Migrant worker’s death prompts calls for full and permanent immigration status
Working conditions of migrant farm workers have come into focus following the death of a migrant worker while operating heavy equipment at a southern Ontario farm.
The Ontario Ministry of Labour confirmed on Aug. 14 that it was notified of a fatality at a farm in Norfolk County, stating: "a temporary foreign worker was fatally injured while operating farm equipment."
The worker was identified by the Jamaican government and his Norfolk County employer.
"The Ministry of Labour and social security is expressing deep sadness at the passing of Mr. Garvin Yapp, a 57-year-old worker who participated in the ministry’s farm work programme in Canada,” the Jamaican ministry said in a media release.
It goes on to say that Yapp had been travelling to work on farms in Canada for 35 years, and he was held in such high esteem that his employer would vacation at Yapp’s home on his visits to Jamaica.
His employer, the VanBerlo family declined an interview, sending a statement instead through their lawyer.
"The VanBerlo's did not lose an employee. They lost a person they considered a member of their family. Their relationship with Garvin was forged over 34 years of employment at their family farm. Accordingly, they are devastated by his death,” the lawyer’s statement read.

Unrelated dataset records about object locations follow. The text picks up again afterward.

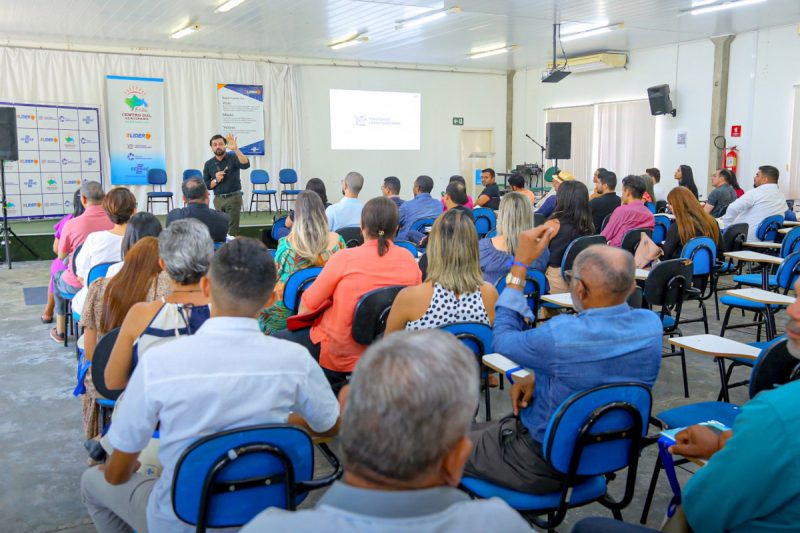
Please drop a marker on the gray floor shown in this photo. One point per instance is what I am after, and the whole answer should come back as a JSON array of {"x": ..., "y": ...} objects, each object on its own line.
[{"x": 40, "y": 430}]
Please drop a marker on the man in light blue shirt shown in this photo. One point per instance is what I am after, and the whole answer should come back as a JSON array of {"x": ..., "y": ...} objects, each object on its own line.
[
  {"x": 606, "y": 342},
  {"x": 404, "y": 442},
  {"x": 346, "y": 212},
  {"x": 422, "y": 206}
]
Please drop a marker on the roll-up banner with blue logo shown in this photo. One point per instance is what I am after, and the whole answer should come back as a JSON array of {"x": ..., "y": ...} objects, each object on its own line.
[
  {"x": 59, "y": 148},
  {"x": 135, "y": 128},
  {"x": 241, "y": 113}
]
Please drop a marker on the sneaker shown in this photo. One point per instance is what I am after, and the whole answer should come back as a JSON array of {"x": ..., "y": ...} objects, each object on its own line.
[{"x": 59, "y": 338}]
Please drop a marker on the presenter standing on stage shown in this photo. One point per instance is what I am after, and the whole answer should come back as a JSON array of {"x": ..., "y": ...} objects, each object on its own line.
[{"x": 221, "y": 174}]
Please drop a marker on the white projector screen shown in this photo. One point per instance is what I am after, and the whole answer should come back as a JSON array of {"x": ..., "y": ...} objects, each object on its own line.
[{"x": 375, "y": 120}]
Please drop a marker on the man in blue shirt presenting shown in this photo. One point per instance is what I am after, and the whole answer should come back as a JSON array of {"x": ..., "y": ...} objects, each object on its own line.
[{"x": 606, "y": 342}]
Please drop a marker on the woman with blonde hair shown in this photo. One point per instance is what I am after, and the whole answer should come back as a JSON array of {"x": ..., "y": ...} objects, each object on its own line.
[
  {"x": 310, "y": 244},
  {"x": 496, "y": 253},
  {"x": 454, "y": 290}
]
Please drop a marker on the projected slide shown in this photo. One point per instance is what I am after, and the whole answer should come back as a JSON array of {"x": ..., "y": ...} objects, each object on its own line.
[{"x": 375, "y": 120}]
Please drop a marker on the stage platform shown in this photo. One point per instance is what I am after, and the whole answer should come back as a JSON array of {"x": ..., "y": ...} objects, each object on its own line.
[{"x": 38, "y": 234}]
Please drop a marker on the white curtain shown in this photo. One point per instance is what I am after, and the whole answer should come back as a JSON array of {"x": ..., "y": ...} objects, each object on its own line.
[
  {"x": 582, "y": 119},
  {"x": 191, "y": 118},
  {"x": 793, "y": 189},
  {"x": 626, "y": 137}
]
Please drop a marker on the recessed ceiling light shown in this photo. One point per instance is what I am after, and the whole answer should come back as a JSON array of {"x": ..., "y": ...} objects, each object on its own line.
[
  {"x": 424, "y": 18},
  {"x": 185, "y": 31}
]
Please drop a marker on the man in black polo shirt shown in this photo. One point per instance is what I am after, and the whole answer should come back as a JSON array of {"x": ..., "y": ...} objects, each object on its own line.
[
  {"x": 221, "y": 174},
  {"x": 195, "y": 195}
]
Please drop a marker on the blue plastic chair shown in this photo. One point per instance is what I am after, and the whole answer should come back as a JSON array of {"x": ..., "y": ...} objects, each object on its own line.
[
  {"x": 593, "y": 433},
  {"x": 226, "y": 479},
  {"x": 192, "y": 173},
  {"x": 296, "y": 285},
  {"x": 478, "y": 338},
  {"x": 261, "y": 177},
  {"x": 485, "y": 221},
  {"x": 157, "y": 177},
  {"x": 287, "y": 177}
]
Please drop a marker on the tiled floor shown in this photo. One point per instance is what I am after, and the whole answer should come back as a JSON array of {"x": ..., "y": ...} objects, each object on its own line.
[{"x": 40, "y": 431}]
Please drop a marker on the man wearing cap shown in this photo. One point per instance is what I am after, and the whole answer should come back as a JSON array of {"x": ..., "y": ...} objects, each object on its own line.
[{"x": 548, "y": 205}]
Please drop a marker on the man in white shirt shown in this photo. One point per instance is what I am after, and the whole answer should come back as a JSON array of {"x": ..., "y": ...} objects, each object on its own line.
[
  {"x": 347, "y": 211},
  {"x": 404, "y": 441},
  {"x": 227, "y": 375},
  {"x": 765, "y": 200}
]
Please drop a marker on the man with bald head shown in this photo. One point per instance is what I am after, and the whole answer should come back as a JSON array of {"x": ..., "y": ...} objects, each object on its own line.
[{"x": 605, "y": 342}]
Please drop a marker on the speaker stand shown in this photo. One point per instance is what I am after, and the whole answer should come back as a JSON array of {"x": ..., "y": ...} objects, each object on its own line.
[{"x": 6, "y": 233}]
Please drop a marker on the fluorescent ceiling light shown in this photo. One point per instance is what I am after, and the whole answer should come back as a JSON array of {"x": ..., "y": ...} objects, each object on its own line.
[
  {"x": 350, "y": 40},
  {"x": 590, "y": 33},
  {"x": 227, "y": 6},
  {"x": 492, "y": 52},
  {"x": 424, "y": 18},
  {"x": 721, "y": 7},
  {"x": 185, "y": 31}
]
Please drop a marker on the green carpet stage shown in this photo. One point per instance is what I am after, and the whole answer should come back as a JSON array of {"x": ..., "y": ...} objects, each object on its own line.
[{"x": 38, "y": 234}]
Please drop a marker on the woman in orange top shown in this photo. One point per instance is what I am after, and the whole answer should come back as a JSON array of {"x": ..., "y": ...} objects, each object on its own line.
[{"x": 347, "y": 276}]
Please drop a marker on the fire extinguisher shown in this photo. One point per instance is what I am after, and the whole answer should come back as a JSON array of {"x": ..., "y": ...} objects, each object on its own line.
[{"x": 730, "y": 159}]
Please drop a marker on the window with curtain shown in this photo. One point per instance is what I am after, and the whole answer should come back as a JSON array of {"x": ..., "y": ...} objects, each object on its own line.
[{"x": 582, "y": 118}]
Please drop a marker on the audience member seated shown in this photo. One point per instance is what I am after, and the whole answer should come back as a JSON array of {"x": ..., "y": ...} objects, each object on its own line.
[
  {"x": 347, "y": 276},
  {"x": 632, "y": 214},
  {"x": 402, "y": 459},
  {"x": 567, "y": 354},
  {"x": 58, "y": 265},
  {"x": 106, "y": 306},
  {"x": 496, "y": 253},
  {"x": 605, "y": 199},
  {"x": 195, "y": 196},
  {"x": 198, "y": 385},
  {"x": 310, "y": 244},
  {"x": 422, "y": 206},
  {"x": 490, "y": 195},
  {"x": 462, "y": 181},
  {"x": 691, "y": 221},
  {"x": 723, "y": 194},
  {"x": 454, "y": 290},
  {"x": 764, "y": 200},
  {"x": 391, "y": 190},
  {"x": 186, "y": 248},
  {"x": 571, "y": 219},
  {"x": 104, "y": 246},
  {"x": 548, "y": 205},
  {"x": 685, "y": 178},
  {"x": 73, "y": 235},
  {"x": 347, "y": 211},
  {"x": 517, "y": 184}
]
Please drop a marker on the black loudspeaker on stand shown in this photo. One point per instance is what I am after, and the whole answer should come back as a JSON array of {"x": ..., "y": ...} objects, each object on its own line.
[{"x": 8, "y": 152}]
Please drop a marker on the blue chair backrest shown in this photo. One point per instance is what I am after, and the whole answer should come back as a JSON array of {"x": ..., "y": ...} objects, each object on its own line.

The emailed statement from the lawyer said the family has cooperated fully with the investigation undertaken by the Ministry of Labour and awaits the outcome of the coroner's analysis into the cause of death.
“The VanBerlo’s extend their profound and heartfelt condolences to Garvin’s family in Canada and Jamaica.
ADVOCATES SPEAK TO MIGRANT WORKER'S CONDITIONS
Advocates are arguing the system that governs migrant worker’s employment in Canada is broken and needs to be revamped to ensure there are no more preventable deaths.
“We do not know if his family will receive any compensation,” said Syed Hussan, executive director at Migrant Workers Alliance for Change.
The organization said this is just one of a dozen migrant worker deaths in Canada they are aware of this year.
“People are literally dying for your food,” said Hussan.
The organization points to the death as proof the foreign worker system needs to be overhauled, arguing workers need to receive full and permanent immigration status.
“Human beings are being treated like machines,” said Hussan.
The cause of the farming equipment crash which led to Yapp's death is unknown at this point.
"The migrant farm worker program is effectively a human rights catastrophe," said Hussan. "Every day we hear about injuries. Every month we hear about deaths. There have been three deaths that we know of just in the last week."
The Ontario Ministry Of Labour says their investigation is ongoing.
The Jamaican Ministry Of Labour said they are in contact with Yapp's family offering 'psycho-social and other support.'
The Jamaican labour minister is touring farms in Canada this week.